Réplique d'une carotte de glace extraite du glacier Schneeferner. Crédit :Laura Roberts
La pandémie de coronavirus restera dans les mémoires pendant des décennies à travers les livres d'histoire, des récits oraux et une abondance d'équipements de protection individuelle. Cependant, les glaciers de l'Himalaya, les Alpes, La Patagonie et d'autres régions peuvent également contenir l'histoire de cette époque. Parmi les couches de glace se trouvent des traces de beaucoup de choses :des éruptions volcaniques, autres pandémies, civilisations anciennes, et le changement climatique anthropique. La chute vertigineuse des polluants atmosphériques, la réduction des émissions de gaz à effet de serre, et des changements dans la composition atmosphérique pendant la pandémie de coronavirus pourraient éventuellement être observés dans la glace glaciaire.

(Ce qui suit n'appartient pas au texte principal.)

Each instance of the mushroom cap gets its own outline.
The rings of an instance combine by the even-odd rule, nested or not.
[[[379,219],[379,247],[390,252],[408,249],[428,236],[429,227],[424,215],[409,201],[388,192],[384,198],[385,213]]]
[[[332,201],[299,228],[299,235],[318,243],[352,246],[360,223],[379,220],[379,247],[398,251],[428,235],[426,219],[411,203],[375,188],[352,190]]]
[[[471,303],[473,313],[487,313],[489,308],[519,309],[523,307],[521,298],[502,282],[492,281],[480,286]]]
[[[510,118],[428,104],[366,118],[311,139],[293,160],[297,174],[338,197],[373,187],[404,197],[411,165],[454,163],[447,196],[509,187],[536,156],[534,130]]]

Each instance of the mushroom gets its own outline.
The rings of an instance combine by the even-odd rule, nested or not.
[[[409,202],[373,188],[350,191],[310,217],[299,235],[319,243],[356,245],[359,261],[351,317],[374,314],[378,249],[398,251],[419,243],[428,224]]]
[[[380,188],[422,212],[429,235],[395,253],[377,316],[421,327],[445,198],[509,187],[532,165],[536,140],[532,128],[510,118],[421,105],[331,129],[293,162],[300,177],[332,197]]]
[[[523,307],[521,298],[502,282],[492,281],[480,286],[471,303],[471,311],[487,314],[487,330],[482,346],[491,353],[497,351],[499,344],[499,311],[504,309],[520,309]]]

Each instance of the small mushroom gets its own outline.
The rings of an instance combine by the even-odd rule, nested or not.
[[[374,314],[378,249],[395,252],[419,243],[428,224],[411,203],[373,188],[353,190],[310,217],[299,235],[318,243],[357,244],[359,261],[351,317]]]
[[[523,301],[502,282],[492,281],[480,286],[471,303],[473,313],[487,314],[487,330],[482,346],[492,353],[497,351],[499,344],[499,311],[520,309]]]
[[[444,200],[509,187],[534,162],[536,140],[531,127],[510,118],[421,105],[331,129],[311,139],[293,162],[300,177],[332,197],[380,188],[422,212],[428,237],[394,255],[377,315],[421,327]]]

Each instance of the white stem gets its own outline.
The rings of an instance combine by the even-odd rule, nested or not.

Les courants de vent atmosphériques transportent des gaz, particules, et d'autres substances aux glaciers. Lorsque la neige contenant ces particules et ces produits chimiques dissous dans l'air s'accumule sur les glaciers, il piège les substances transportées. Des bulles d'air - des échantillons de gaz dans l'atmosphère (par exemple, des gaz à longue durée de vie comme le dioxyde de carbone) - se forment également. Au fil des mois et des années, à mesure que la neige s'accumule, les anciennes couches de neige et de gaz sont comprimées et scellées, préservant ainsi des échantillons des conditions atmosphériques au moment des précipitations. En forant sous la surface, les scientifiques extraient des carottes de glace qui contiennent ces substances. La composition chimique de la glace et de l'air emprisonné à l'intérieur sert d'indicateur aux chercheurs pour analyser les changements atmosphériques au fil du temps.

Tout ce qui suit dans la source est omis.